I mean value the crash-only approach is a particular (more blackbox as well as to a greater extent than scalable) instance of self-stabilizing organisation design.

The crash-only approach uses the ingredient crash abstraction to abstract away dissimilar fault-types as well as dissimilar arrival sequence of these faults. Similarly, the self-stabilization approach uses the arbitrary nation corruption abstraction to avoid the demand to characterize the effects of dissimilar types of faults. Of course of educational activity the deviation betwixt the stabilization approach as well as crash-only approach is that stabilization requires access to the code as well as requires figuring out the expert states of the organisation to converge to. In other words, stabilization is a chisel as well as crash-only is a large hammer. But, for scalability of adding fault-tolerance to large systems, you lot may last improve off using a hammer than a chisel.

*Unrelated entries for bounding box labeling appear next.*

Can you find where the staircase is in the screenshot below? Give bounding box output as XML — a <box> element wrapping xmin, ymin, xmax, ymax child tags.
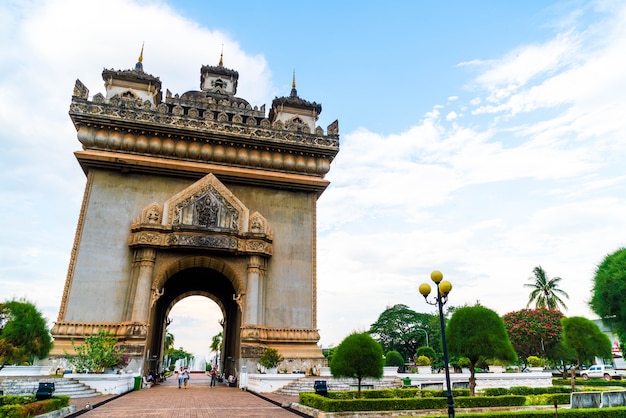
<box><xmin>274</xmin><ymin>376</ymin><xmax>402</xmax><ymax>396</ymax></box>
<box><xmin>0</xmin><ymin>376</ymin><xmax>101</xmax><ymax>398</ymax></box>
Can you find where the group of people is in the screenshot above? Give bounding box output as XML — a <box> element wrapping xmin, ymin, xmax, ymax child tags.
<box><xmin>176</xmin><ymin>367</ymin><xmax>189</xmax><ymax>389</ymax></box>
<box><xmin>175</xmin><ymin>367</ymin><xmax>217</xmax><ymax>389</ymax></box>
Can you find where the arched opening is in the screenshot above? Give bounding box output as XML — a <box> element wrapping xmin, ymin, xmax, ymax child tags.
<box><xmin>146</xmin><ymin>263</ymin><xmax>241</xmax><ymax>375</ymax></box>
<box><xmin>163</xmin><ymin>294</ymin><xmax>224</xmax><ymax>371</ymax></box>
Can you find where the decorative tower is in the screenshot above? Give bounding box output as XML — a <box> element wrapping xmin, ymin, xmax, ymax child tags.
<box><xmin>52</xmin><ymin>47</ymin><xmax>339</xmax><ymax>373</ymax></box>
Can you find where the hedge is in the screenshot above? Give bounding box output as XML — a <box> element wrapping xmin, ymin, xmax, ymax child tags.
<box><xmin>481</xmin><ymin>386</ymin><xmax>572</xmax><ymax>396</ymax></box>
<box><xmin>430</xmin><ymin>406</ymin><xmax>626</xmax><ymax>418</ymax></box>
<box><xmin>552</xmin><ymin>378</ymin><xmax>626</xmax><ymax>387</ymax></box>
<box><xmin>0</xmin><ymin>396</ymin><xmax>70</xmax><ymax>418</ymax></box>
<box><xmin>299</xmin><ymin>392</ymin><xmax>526</xmax><ymax>412</ymax></box>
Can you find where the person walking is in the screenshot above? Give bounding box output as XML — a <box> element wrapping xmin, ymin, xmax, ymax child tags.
<box><xmin>176</xmin><ymin>367</ymin><xmax>183</xmax><ymax>389</ymax></box>
<box><xmin>183</xmin><ymin>367</ymin><xmax>189</xmax><ymax>389</ymax></box>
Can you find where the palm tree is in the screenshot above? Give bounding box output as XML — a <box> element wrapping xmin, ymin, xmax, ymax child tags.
<box><xmin>165</xmin><ymin>331</ymin><xmax>174</xmax><ymax>353</ymax></box>
<box><xmin>524</xmin><ymin>266</ymin><xmax>569</xmax><ymax>309</ymax></box>
<box><xmin>211</xmin><ymin>331</ymin><xmax>224</xmax><ymax>367</ymax></box>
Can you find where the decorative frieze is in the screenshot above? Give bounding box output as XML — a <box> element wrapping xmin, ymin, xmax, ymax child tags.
<box><xmin>70</xmin><ymin>84</ymin><xmax>339</xmax><ymax>177</ymax></box>
<box><xmin>241</xmin><ymin>325</ymin><xmax>320</xmax><ymax>344</ymax></box>
<box><xmin>52</xmin><ymin>322</ymin><xmax>148</xmax><ymax>340</ymax></box>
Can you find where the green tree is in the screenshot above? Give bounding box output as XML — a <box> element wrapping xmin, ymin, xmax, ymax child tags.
<box><xmin>446</xmin><ymin>305</ymin><xmax>516</xmax><ymax>396</ymax></box>
<box><xmin>167</xmin><ymin>347</ymin><xmax>194</xmax><ymax>364</ymax></box>
<box><xmin>322</xmin><ymin>347</ymin><xmax>337</xmax><ymax>365</ymax></box>
<box><xmin>164</xmin><ymin>331</ymin><xmax>174</xmax><ymax>354</ymax></box>
<box><xmin>415</xmin><ymin>347</ymin><xmax>437</xmax><ymax>363</ymax></box>
<box><xmin>385</xmin><ymin>351</ymin><xmax>404</xmax><ymax>370</ymax></box>
<box><xmin>561</xmin><ymin>316</ymin><xmax>613</xmax><ymax>390</ymax></box>
<box><xmin>502</xmin><ymin>308</ymin><xmax>563</xmax><ymax>366</ymax></box>
<box><xmin>524</xmin><ymin>266</ymin><xmax>569</xmax><ymax>309</ymax></box>
<box><xmin>590</xmin><ymin>248</ymin><xmax>626</xmax><ymax>351</ymax></box>
<box><xmin>369</xmin><ymin>304</ymin><xmax>438</xmax><ymax>360</ymax></box>
<box><xmin>65</xmin><ymin>329</ymin><xmax>126</xmax><ymax>373</ymax></box>
<box><xmin>259</xmin><ymin>347</ymin><xmax>284</xmax><ymax>369</ymax></box>
<box><xmin>0</xmin><ymin>299</ymin><xmax>52</xmax><ymax>368</ymax></box>
<box><xmin>210</xmin><ymin>331</ymin><xmax>224</xmax><ymax>353</ymax></box>
<box><xmin>330</xmin><ymin>333</ymin><xmax>383</xmax><ymax>398</ymax></box>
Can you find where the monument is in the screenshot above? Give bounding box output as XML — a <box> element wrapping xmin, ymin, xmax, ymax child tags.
<box><xmin>51</xmin><ymin>53</ymin><xmax>339</xmax><ymax>373</ymax></box>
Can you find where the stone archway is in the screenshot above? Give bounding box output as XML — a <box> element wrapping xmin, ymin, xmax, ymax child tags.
<box><xmin>51</xmin><ymin>61</ymin><xmax>339</xmax><ymax>378</ymax></box>
<box><xmin>148</xmin><ymin>256</ymin><xmax>243</xmax><ymax>372</ymax></box>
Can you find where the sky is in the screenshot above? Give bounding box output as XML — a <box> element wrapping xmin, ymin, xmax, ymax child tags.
<box><xmin>0</xmin><ymin>0</ymin><xmax>626</xmax><ymax>360</ymax></box>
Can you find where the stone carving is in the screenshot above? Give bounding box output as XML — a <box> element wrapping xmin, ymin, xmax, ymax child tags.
<box><xmin>144</xmin><ymin>203</ymin><xmax>163</xmax><ymax>224</ymax></box>
<box><xmin>150</xmin><ymin>288</ymin><xmax>165</xmax><ymax>307</ymax></box>
<box><xmin>72</xmin><ymin>79</ymin><xmax>89</xmax><ymax>100</ymax></box>
<box><xmin>172</xmin><ymin>186</ymin><xmax>239</xmax><ymax>231</ymax></box>
<box><xmin>166</xmin><ymin>172</ymin><xmax>249</xmax><ymax>233</ymax></box>
<box><xmin>327</xmin><ymin>120</ymin><xmax>339</xmax><ymax>135</ymax></box>
<box><xmin>167</xmin><ymin>234</ymin><xmax>238</xmax><ymax>249</ymax></box>
<box><xmin>233</xmin><ymin>293</ymin><xmax>244</xmax><ymax>312</ymax></box>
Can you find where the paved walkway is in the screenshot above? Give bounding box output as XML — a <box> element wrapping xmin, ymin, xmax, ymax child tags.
<box><xmin>72</xmin><ymin>374</ymin><xmax>297</xmax><ymax>418</ymax></box>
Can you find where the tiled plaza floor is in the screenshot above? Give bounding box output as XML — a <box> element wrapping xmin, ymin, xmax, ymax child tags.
<box><xmin>72</xmin><ymin>374</ymin><xmax>297</xmax><ymax>418</ymax></box>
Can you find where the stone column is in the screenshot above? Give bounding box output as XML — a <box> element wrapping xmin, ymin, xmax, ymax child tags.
<box><xmin>243</xmin><ymin>255</ymin><xmax>265</xmax><ymax>325</ymax></box>
<box><xmin>132</xmin><ymin>248</ymin><xmax>156</xmax><ymax>323</ymax></box>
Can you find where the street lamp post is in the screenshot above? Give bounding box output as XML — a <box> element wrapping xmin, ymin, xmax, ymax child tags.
<box><xmin>419</xmin><ymin>270</ymin><xmax>454</xmax><ymax>418</ymax></box>
<box><xmin>415</xmin><ymin>328</ymin><xmax>428</xmax><ymax>347</ymax></box>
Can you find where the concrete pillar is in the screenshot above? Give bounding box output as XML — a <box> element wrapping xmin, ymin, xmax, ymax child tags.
<box><xmin>132</xmin><ymin>248</ymin><xmax>156</xmax><ymax>323</ymax></box>
<box><xmin>243</xmin><ymin>255</ymin><xmax>265</xmax><ymax>325</ymax></box>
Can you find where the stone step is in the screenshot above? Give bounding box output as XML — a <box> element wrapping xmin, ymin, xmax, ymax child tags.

State-store approach as well as keeping application logic stateless also connects dorsum to the self-stabilization approach. Building a stateless organisation is a footling means to brand a organisation self-stabilizing. If you lot don't remove hold whatsoever nation to corrupt, the organisation is trivially self-stabilizing. (Similarly, if the organisation is built to last soft-state, so the corrupted nation expires with fourth dimension as well as new/correct information is written inwards the novel state, so the organisation is over again easily shown to last self-stabilizing.)

Final remarks

The newspaper includes the next judgement inwards the conclusions section, which I mean value is a real expert summary/evaluation of the approach: "Writing crash-only components may last harder, but their uncomplicated failure behaviour tin brand the assembly of such components into large systems easier."

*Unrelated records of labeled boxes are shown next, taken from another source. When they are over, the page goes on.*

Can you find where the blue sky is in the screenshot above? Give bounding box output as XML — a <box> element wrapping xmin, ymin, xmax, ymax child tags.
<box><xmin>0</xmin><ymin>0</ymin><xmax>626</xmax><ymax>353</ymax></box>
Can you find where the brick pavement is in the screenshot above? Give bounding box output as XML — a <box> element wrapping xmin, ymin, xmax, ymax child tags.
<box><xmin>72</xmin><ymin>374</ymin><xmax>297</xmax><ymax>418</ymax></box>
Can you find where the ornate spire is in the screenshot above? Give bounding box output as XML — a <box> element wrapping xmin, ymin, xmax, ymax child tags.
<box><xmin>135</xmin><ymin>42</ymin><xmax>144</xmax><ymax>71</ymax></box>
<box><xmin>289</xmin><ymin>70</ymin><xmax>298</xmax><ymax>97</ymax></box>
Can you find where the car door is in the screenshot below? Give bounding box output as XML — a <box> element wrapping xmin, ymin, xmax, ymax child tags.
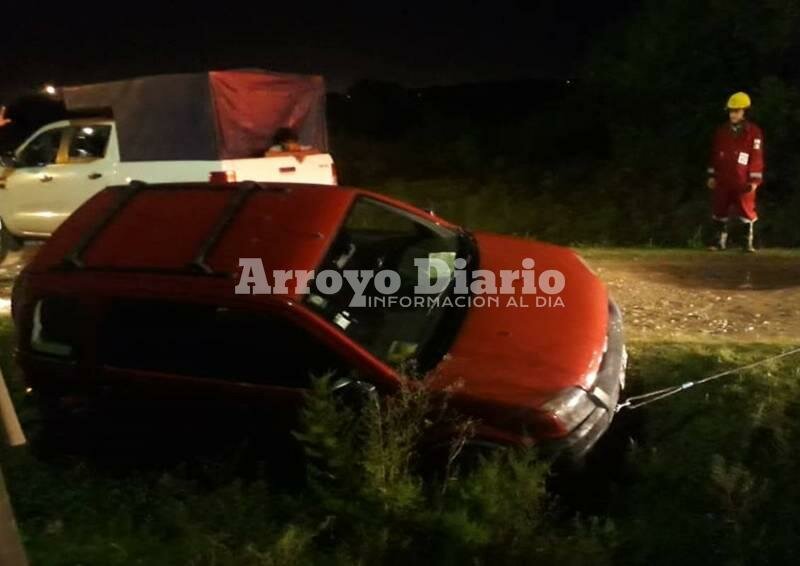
<box><xmin>2</xmin><ymin>124</ymin><xmax>67</xmax><ymax>236</ymax></box>
<box><xmin>58</xmin><ymin>122</ymin><xmax>117</xmax><ymax>222</ymax></box>
<box><xmin>97</xmin><ymin>306</ymin><xmax>364</xmax><ymax>430</ymax></box>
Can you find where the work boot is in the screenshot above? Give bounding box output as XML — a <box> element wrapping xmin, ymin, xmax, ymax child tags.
<box><xmin>744</xmin><ymin>222</ymin><xmax>756</xmax><ymax>254</ymax></box>
<box><xmin>709</xmin><ymin>220</ymin><xmax>728</xmax><ymax>251</ymax></box>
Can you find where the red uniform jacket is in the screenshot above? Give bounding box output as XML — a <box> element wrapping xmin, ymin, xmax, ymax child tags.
<box><xmin>708</xmin><ymin>122</ymin><xmax>764</xmax><ymax>222</ymax></box>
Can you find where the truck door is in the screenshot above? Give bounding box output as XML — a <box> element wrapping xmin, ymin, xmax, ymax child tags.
<box><xmin>53</xmin><ymin>123</ymin><xmax>118</xmax><ymax>224</ymax></box>
<box><xmin>0</xmin><ymin>125</ymin><xmax>67</xmax><ymax>236</ymax></box>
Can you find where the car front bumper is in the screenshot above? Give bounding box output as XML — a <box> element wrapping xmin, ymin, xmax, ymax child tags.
<box><xmin>556</xmin><ymin>301</ymin><xmax>628</xmax><ymax>460</ymax></box>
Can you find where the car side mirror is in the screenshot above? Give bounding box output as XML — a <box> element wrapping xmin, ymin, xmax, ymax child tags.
<box><xmin>331</xmin><ymin>377</ymin><xmax>378</xmax><ymax>410</ymax></box>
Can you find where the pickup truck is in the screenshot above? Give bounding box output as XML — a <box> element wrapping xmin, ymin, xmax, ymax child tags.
<box><xmin>0</xmin><ymin>119</ymin><xmax>336</xmax><ymax>257</ymax></box>
<box><xmin>0</xmin><ymin>70</ymin><xmax>336</xmax><ymax>261</ymax></box>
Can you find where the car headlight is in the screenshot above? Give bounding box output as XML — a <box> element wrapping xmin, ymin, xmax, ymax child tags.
<box><xmin>542</xmin><ymin>387</ymin><xmax>596</xmax><ymax>431</ymax></box>
<box><xmin>31</xmin><ymin>299</ymin><xmax>75</xmax><ymax>357</ymax></box>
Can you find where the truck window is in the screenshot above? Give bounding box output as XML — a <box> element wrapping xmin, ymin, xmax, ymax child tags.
<box><xmin>18</xmin><ymin>128</ymin><xmax>66</xmax><ymax>167</ymax></box>
<box><xmin>69</xmin><ymin>125</ymin><xmax>111</xmax><ymax>162</ymax></box>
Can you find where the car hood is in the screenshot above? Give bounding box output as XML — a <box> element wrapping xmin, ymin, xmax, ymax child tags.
<box><xmin>432</xmin><ymin>233</ymin><xmax>608</xmax><ymax>408</ymax></box>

Yes, crash-only approach provides to a greater extent than or less compositionality of fault-tolerance because it uses restarts to transform arbitrary faults into crashes as well as each crash-only ingredient is written anticipating that it volition interact with other crash-only components so it tin tolerate crashes of other components. However, things are non e'er tardily inwards do as well as at that topographic point are caveats equally nosotros mentioned above. Some faults tin leak through the crash-only abstraction as well as contaminate other components. Also at that topographic point could last hidden/emergent interactions/couplings betwixt components that the developer needs to tune.